Official Implementation of "Designing an Encoder for StyleGAN Image Manipulation"

Overview

Designing an Encoder for StyleGAN Image Manipulation (SIGGRAPH 2021)

Open In Colab

Recently, there has been a surge of diverse methods for performing image editing by employing pre-trained unconditional generators. Applying these methods on real images, however, remains a challenge, as it necessarily requires the inversion of the images into their latent space. To successfully invert a real image, one needs to find a latent code that reconstructs the input image accurately, and more importantly, allows for its meaningful manipulation. In this paper, we carefully study the latent space of StyleGAN, the state-of-the-art unconditional generator. We identify and analyze the existence of a distortion-editability tradeoff and a distortion-perception tradeoff within the StyleGAN latent space. We then suggest two principles for designing encoders in a manner that allows one to control the proximity of the inversions to regions that StyleGAN was originally trained on. We present an encoder based on our two principles that is specifically designed for facilitating editing on real images by balancing these tradeoffs. By evaluating its performance qualitatively and quantitatively on numerous challenging domains, including cars and horses, we show that our inversion method, followed by common editing techniques, achieves superior real-image editing quality, with only a small reconstruction accuracy drop.

Description

Official Implementation of "Designing an Encoder for StyleGAN Image Manipulation" paper for both training and evaluation. The e4e encoder is specifically designed to complement existing image manipulation techniques performed over StyleGAN's latent space.

Recent Updates

2021.08.17: Add single style code encoder (use --encoder_type SingleStyleCodeEncoder).
2021.03.25: Add pose editing direction.

Getting Started

Prerequisites

  • Linux or macOS
  • NVIDIA GPU + CUDA CuDNN (CPU may be possible with some modifications, but is not inherently supported)
  • Python 3

Installation

  • Clone the repository:
git clone https://github.com/omertov/encoder4editing.git
cd encoder4editing
  • Dependencies:
    We recommend running this repository using Anaconda. All dependencies for defining the environment are provided in environment/e4e_env.yaml.

Inference Notebook

We provide a Jupyter notebook found in notebooks/inference_playground.ipynb that allows one to encode and perform several editings on real images using StyleGAN.

Pretrained Models

Please download the pre-trained models from the following links. Each e4e model contains the entire pSp framework architecture, including the encoder and decoder weights.

Path Description
FFHQ Inversion FFHQ e4e encoder.
Cars Inversion Cars e4e encoder.
Horse Inversion Horse e4e encoder.
Church Inversion Church e4e encoder.

If you wish to use one of the pretrained models for training or inference, you may do so using the flag --checkpoint_path.

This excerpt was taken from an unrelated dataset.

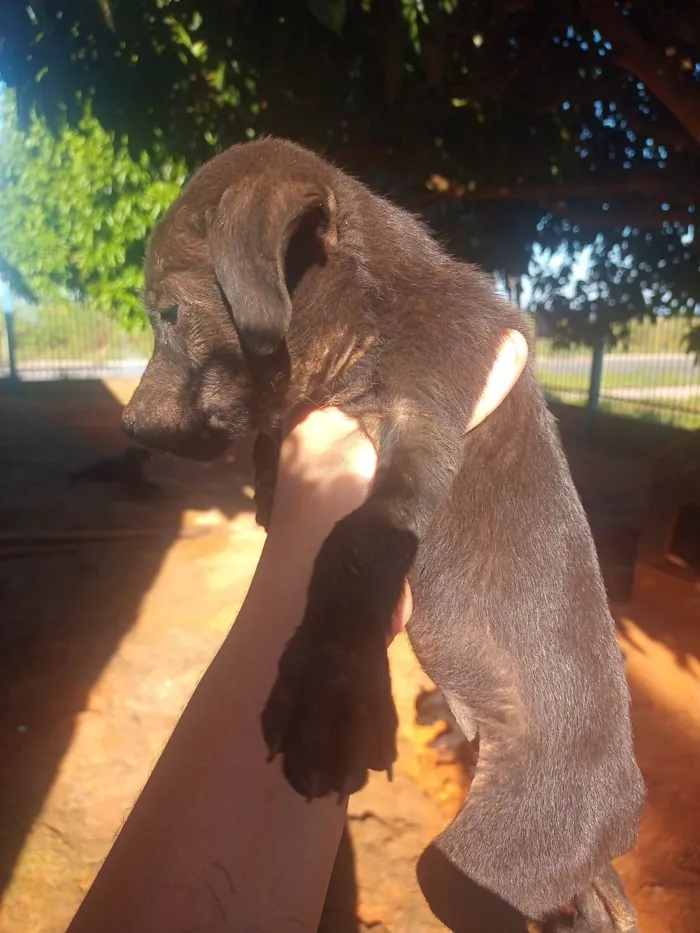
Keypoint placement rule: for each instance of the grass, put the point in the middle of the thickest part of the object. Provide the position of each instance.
(62, 333)
(664, 335)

In addition, we provide various auxiliary models needed for training your own e4e model from scratch.

Path Description
FFHQ StyleGAN StyleGAN model pretrained on FFHQ taken from rosinality with 1024x1024 output resolution.
IR-SE50 Model Pretrained IR-SE50 model taken from TreB1eN for use in our ID loss during training.
MOCOv2 Model Pretrained ResNet-50 model trained using MOCOv2 for use in our simmilarity loss for domains other then human faces during training.

By default, we assume that all auxiliary models are downloaded and saved to the directory pretrained_models. However, you may use your own paths by changing the necessary values in configs/path_configs.py.

Training

To train the e4e encoder, make sure the paths to the required models, as well as training and testing data is configured in configs/path_configs.py and configs/data_configs.py.

Training the e4e Encoder

python scripts/train.py \
--dataset_type cars_encode \
--exp_dir new/experiment/directory \
--start_from_latent_avg \
--use_w_pool \
--w_discriminator_lambda 0.1 \
--progressive_start 20000 \
--id_lambda 0.5 \
--val_interval 10000 \
--max_steps 200000 \
--stylegan_size 512 \
--stylegan_weights path/to/pretrained/stylegan.pt \
--workers 8 \
--batch_size 8 \
--test_batch_size 4 \
--test_workers 4 

Training on your own dataset

In order to train the e4e encoder on a custom dataset, perform the following adjustments:

  1. Insert the paths to your train and test data into the dataset_paths variable defined in configs/paths_config.py:
dataset_paths = {
    'my_train_data': '/path/to/train/images/directory',
    'my_test_data': '/path/to/test/images/directory'
}
  1. Configure a new dataset under the DATASETS variable defined in configs/data_configs.py:
DATASETS = {
   'my_data_encode': {
        'transforms': transforms_config.EncodeTransforms,
        'train_source_root': dataset_paths['my_train_data'],
        'train_target_root': dataset_paths['my_train_data'],
        'test_source_root': dataset_paths['my_test_data'],
        'test_target_root': dataset_paths['my_test_data']
    }
}

Refer to configs/transforms_config.py for the transformations applied to the train and test images during training.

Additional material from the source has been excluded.